Peeter Tinits (Tallinn University / University of Tartu)

Estonian Language Community ca. 1900: Learning from Linked Metadata

The expansion of digital resources has provided new avenues for historical research in a number of ways. Based on digital text collections, corpus linguistics has become one of the core disciplines for language researchers over the last few decades. Enriched texts allow one to extract facts, people, or geographic locations from texts and allow us to better understand what people were writing about.

An intriguing option that has come to be explored more recently is the use is the study of collection metadata themselves (e.g. see Lahti et al. 2019). That is, with the study of collections and registers themselves, it may be possible to say something substantial about the historical events too. This naturally entails a more careful consideration of how the data points end up in the archives and whether they can be considered representative of an era, or may be biased in some way (e.g. by focussing on authors that were later canonized by critics, cf. Algee-Hewitt et al. 2016).

In this presentation, I will present explorations of historical bibliographic data (i.e. Estonian National Bibliography), that aims to give a complete and comprehensive overview of publications in Estonian or related to Estonia. It is an aggregate of various bibliographies collected by book scholars over generations, and has been now made available in a digital structured format. I explore it from two angles: 1) printed books in the context of community demographics; 2) individuals involved in writing and publishing books and their backgrounds.

Pre-processing / Data and methods

The study relies on the Estonian National Bibliography (ENB), which is publically available on The data was harmonized with some heuristics and custom dictionaries.

Demographic data for the period was aggregated from various published primary and secondary sources. The individuals involved in the language community were retrieved from publication data in ENB, by taking all names associated with the publications (excluding original authors of translated works). Finally, for enrichment ENB data links with VIAF were relied upon, adding biographic information to the authors based on Wikidata and DNB collections, and adding a few more sources (ISIK, VEPER). As a result, bibliographic data combined with demographic data was established, and an enriched dataset of individuals actively involved with print publications.

Case studies

The demographic data show that due to internal migration within the Estonian population, most cities consisted of around 50% of immigrants around the turn of the century which has been described as heavy dialect contacts. However, only a minority of them were born in a different dialect area, due to which practical influence of dialect contacts on language can be expected to be marginal in terms of spoken language.

The publication record shows an exponential growth in both the number of printed works, and number of printed works per capita, as well as number of authors per capita. This provides a foundation for a steady rise in the written language community, that is mediated a bit by political events. Publication record shows rather abrupt changes in the relative roles of competing Estonian, German, and Russian languages as result of administrative policies.

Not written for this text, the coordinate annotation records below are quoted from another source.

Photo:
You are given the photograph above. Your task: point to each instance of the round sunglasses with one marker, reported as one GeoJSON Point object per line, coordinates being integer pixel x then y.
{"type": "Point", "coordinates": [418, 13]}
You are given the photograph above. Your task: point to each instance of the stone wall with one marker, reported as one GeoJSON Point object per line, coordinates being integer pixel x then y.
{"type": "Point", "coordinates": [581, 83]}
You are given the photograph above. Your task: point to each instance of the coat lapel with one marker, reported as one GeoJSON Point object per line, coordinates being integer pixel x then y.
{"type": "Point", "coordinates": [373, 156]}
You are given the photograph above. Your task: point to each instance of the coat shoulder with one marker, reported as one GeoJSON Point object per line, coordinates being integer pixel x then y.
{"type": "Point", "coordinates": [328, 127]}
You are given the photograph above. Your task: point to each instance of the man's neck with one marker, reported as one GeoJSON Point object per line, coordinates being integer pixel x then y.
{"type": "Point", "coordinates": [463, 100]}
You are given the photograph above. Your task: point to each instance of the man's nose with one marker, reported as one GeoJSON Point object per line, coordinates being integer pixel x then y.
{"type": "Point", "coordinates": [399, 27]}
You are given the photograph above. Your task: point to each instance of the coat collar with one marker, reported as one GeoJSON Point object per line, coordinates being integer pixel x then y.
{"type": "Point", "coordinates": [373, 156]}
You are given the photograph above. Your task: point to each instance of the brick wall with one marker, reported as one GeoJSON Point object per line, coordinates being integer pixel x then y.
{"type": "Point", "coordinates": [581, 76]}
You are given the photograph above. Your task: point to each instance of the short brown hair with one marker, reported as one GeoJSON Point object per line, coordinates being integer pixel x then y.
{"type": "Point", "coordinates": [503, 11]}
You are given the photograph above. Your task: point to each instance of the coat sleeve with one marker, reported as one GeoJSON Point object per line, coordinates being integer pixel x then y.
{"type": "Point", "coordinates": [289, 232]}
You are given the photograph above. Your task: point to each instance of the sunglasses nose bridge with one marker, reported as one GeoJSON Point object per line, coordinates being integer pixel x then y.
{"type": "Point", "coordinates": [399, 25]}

The birthplaces of the associated individuals show a dominance of Livland in the late 19th century, to the extent that cumulatively, Livland comes to dominate the intellectual population over Estland. This trend can be understood in terms of administrative policies, that resulted in Livonian communities gaining affluence and also good coverage of public schools a decade or two earlier. However, between the north-south split of Estonian dialects, northern dialects are also dominant in large parts of Livland, so among the written language community, speakers with a native northern language still dominate.


The study of collection metadata provides an intriguing avenue for humanities research. It also opens up new discussions, particularly on the potential representativeness of the collections and the different ways that data points could be harmonized or generalized from. While these discussions may take a while to take place, opening up collections as datasets, and making them structured and machine-readable, is a clear step towards exploring these possibilities. In the case studies presented here, the encyclopedic metadata was used to study the shape of an emerging language community more than a 100 years ago. The same datasets, and other datasets like it, could be used to study many different questions relevant to humanities scholars of different fields. The more datasets become interlinked to each other, the more their investigative as well as critical potential can be released.


Algee-Hewitt, M., Allison, S., Gemma, M., Heuser, R., Moretti, F. & Walser, H. (2016). Canon/archive: large-scale dynamics in the literary field. Literary Lab Pamphlet 11.

Lahti, L., Marjanen, J., Roivainen, H. & Tolonen, M. (2019). Bibliographic Data Science and the History of the Book (c. 1500–1800). Cataloging & Classification Quarterly, 57(1), pp. 5–23.